Welcome to the Global Women Tech Network Conference 2022: A Journey into Network Modernization for 5G and Beyond

Hello. My name is Richard Dagga and I am a Software Engineer at CISCO. I have over a decade of experience developing packet optical products, contributing to the future of digital connectivity. I welcome all technology enthusiasts, especially women, to join me in this exciting discussion about the future of the internet as we know it. Today, we will explore network modernization for 5G and beyond.

What is 5G and Why do we need it?

5G or the fifth-generation cellular technology is a game changer in global digital connectivity. Here are some of the use-cases for 5G:

  • Enhanced Mobile Broadband or eMBB: An evolved version of existing 4G networks, eMBB offers faster connectivity and improved user experience for video streaming and lightning-fast browsing.
  • Ultra Reliable Low Latency Communication or URLLC: This critical network use-case is designed for real-time, mission-critical communication. From autonomous vehicle technology to industrial robotic automation, and emergency disaster response, URLLC requires a highly reliable, low latency network.
  • Machine Type Communication or MMTC: Designed to scale the Internet of Things (IoT), MMTC can serve billions of low-cost, long-range, and energy-efficient connected devices across remote applications and cloud locations.

While these use-cases are appealing in the modern world, they cannot be achieved without network modernization. With 66% of the global population expected to be connected to the internet by 2023, the demand for bandwidth will be tremendous. Leveraging robust networks becomes vital for swift browsing and high-quality video content delivery.

The Need for Network Modernization

The current network infrastructures may not support the bandwidth requirements in the future. A challenge that 5G addresses with its promise of a new, flexible, and more efficient system.
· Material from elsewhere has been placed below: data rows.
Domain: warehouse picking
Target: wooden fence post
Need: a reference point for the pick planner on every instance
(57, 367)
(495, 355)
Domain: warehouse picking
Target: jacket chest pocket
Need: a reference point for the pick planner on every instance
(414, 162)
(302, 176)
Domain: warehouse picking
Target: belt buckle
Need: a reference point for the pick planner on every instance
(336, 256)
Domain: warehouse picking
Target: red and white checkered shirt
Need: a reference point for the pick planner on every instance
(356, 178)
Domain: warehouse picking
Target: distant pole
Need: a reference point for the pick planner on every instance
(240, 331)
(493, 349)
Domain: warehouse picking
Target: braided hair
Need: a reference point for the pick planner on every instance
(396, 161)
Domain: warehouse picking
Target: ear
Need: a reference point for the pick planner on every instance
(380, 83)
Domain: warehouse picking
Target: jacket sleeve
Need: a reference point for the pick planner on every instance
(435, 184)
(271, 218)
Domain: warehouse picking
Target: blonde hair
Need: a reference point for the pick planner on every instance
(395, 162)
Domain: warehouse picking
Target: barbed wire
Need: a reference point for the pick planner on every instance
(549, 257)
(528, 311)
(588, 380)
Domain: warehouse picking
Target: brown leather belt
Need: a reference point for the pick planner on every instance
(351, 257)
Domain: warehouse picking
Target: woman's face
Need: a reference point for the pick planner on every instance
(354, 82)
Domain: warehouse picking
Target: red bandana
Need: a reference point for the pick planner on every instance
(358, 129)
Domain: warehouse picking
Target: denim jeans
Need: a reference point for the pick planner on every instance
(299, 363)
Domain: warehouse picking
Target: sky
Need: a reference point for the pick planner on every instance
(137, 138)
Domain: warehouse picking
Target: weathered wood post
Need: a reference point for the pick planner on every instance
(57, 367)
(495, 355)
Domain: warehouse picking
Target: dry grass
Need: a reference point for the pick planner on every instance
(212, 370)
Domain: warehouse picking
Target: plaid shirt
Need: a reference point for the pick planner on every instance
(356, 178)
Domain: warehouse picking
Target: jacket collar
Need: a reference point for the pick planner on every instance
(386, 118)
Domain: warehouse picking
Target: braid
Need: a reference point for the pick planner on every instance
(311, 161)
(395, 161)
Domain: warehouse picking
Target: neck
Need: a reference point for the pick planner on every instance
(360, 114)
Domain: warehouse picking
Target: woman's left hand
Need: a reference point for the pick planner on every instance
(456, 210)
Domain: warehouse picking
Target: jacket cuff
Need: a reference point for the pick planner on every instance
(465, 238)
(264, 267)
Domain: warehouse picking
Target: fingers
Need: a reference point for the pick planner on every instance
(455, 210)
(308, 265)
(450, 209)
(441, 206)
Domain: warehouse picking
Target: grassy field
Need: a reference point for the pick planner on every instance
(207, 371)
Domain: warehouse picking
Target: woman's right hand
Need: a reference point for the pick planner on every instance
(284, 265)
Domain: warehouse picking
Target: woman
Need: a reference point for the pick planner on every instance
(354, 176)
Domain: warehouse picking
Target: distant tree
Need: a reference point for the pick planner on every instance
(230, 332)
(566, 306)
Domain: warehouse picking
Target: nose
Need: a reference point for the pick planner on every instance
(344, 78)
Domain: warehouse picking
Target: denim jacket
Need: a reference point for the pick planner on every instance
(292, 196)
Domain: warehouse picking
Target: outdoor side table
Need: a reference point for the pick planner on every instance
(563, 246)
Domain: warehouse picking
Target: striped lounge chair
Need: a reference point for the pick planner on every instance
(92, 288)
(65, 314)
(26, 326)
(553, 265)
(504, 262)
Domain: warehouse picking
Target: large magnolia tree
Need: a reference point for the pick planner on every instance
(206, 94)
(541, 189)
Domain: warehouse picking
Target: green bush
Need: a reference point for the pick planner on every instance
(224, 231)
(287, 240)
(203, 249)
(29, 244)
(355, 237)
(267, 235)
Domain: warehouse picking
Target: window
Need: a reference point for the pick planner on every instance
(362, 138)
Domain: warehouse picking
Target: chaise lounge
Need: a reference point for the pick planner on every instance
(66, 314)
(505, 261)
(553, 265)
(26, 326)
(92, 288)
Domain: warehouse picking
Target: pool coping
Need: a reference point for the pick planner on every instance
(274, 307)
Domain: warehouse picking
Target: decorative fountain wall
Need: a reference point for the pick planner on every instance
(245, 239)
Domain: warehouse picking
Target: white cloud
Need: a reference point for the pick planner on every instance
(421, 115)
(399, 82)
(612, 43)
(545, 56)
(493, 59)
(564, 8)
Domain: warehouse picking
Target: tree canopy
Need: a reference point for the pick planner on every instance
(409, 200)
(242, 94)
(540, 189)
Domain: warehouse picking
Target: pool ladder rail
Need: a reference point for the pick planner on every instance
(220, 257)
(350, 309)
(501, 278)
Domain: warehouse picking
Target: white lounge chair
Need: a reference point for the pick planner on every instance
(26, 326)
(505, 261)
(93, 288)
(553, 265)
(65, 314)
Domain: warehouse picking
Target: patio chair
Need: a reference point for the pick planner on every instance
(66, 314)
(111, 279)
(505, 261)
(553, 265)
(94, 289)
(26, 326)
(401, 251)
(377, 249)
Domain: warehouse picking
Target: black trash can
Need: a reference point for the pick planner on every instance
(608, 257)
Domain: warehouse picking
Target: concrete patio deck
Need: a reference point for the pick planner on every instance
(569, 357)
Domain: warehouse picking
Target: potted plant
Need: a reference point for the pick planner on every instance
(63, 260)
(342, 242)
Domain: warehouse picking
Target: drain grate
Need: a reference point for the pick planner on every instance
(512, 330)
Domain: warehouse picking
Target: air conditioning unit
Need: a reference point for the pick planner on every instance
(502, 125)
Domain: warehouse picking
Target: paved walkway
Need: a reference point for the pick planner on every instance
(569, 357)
The demand for more bandwidth and higher speeds have initiated trends towards software-defined networking and new cloud architecture.

New Network Architecture for 5G

The 5G networking model supports service creation capabilities with features in both the radio access network, known as New Radios, and the 5G core network, known as 5GC or 5G Core. The implementation of this approach allows network architecture to be built from modular elements that assemble into a whole through open and interoperable interfaces.

This new architecture addresses challenges associated with building multi-vendor networks by harmonizing them to a common feature set. It also simplifies network operations, reduces operational costs, and offers better control over capital expenditures, rendering the current mobile supply chain outdated.

Edge Infrastructure for Network Modernization

With the decomposition of 5G and its software-defined networking attribute, a major architectural shift to an edge infrastructure that combines decomposed subscriber management with access functionality is made possible. The Edge Cloud, for instance, facilitates offloading and enables local virtualized services at a metro level.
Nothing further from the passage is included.